Born Frederick Lawrence, he added his wife Emmeline Pethick’s surname to his on marriage in 1901. He played an active role alongside Emmeline in the militant suffragette movement between 1906 and 1912, using his wealth, legal training and journalism skills as well as his home in Clement’s Inn to assist the suffrage campaign and individual suffragettes.
In 1908 he declared: ‘In the battle for Woman Suffrage both the teaching of history and of political common sense point to the same conclusion – there is only one enemy, and that is the Government of the day’.

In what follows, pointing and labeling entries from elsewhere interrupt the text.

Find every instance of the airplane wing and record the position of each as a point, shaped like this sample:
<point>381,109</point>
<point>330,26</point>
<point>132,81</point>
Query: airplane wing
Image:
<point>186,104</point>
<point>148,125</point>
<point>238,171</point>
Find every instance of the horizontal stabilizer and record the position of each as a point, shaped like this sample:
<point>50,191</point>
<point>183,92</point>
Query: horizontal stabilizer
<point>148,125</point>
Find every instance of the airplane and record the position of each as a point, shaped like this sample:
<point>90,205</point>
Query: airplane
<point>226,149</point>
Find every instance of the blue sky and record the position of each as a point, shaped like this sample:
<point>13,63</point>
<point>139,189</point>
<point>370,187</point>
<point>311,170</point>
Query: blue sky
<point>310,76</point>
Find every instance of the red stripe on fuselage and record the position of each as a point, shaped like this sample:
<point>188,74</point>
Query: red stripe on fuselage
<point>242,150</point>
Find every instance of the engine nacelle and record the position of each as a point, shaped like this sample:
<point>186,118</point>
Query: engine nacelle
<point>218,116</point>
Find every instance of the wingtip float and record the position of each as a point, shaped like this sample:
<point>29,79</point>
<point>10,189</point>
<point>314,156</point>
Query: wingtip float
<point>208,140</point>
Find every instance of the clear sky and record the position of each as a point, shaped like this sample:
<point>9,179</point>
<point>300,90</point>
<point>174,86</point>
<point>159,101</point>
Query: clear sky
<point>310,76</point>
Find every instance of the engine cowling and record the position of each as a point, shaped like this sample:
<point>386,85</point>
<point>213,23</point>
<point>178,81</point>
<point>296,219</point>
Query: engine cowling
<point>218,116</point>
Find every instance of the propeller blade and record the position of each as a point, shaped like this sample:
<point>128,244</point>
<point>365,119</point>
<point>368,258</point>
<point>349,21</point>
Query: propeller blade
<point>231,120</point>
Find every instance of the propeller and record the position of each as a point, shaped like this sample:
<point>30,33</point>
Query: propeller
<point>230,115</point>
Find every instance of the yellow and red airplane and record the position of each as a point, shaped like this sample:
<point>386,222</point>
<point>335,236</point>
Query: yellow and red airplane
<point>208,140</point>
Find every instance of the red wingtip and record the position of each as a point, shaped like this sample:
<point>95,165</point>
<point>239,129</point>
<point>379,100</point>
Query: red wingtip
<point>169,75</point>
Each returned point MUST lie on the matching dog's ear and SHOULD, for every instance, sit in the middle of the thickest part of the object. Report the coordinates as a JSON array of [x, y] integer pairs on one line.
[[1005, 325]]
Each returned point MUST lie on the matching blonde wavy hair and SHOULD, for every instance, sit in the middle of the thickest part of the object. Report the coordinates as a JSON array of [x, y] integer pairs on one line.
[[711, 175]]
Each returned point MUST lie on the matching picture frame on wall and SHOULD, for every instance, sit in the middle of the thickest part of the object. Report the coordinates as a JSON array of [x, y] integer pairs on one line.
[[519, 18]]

The Government’s treatment of Pethick Lawrence was notably harsh. He was imprisoned, forcibly fed and later faced bankruptcy. Years later, in 1943, he recounted his treatment, even his forcible feeding, with magnanimity: ‘It certainly was an unpleasant and painful process.'
Following the partial enfranchisement of women by the Representation of the People Act 1918, the Pethick Lawrences were quickly absorbed into “respectable” politics. In 1923, Frederick Pethick Lawrence defeated the Liberal Party candidate – Winston Churchill – to win Leicester West for the Labour Party. Pethick Lawrence served in the Treasury under the 1929−1931 Labour Government, and later sat in the Lords from 1945 until his death in 1961.
As an MP and later a Peer, he remained committed to feminist causes: his maiden speech in 1924 was on the subject of widows pensions and in the following decades he made numerous contributions in support of equal pay.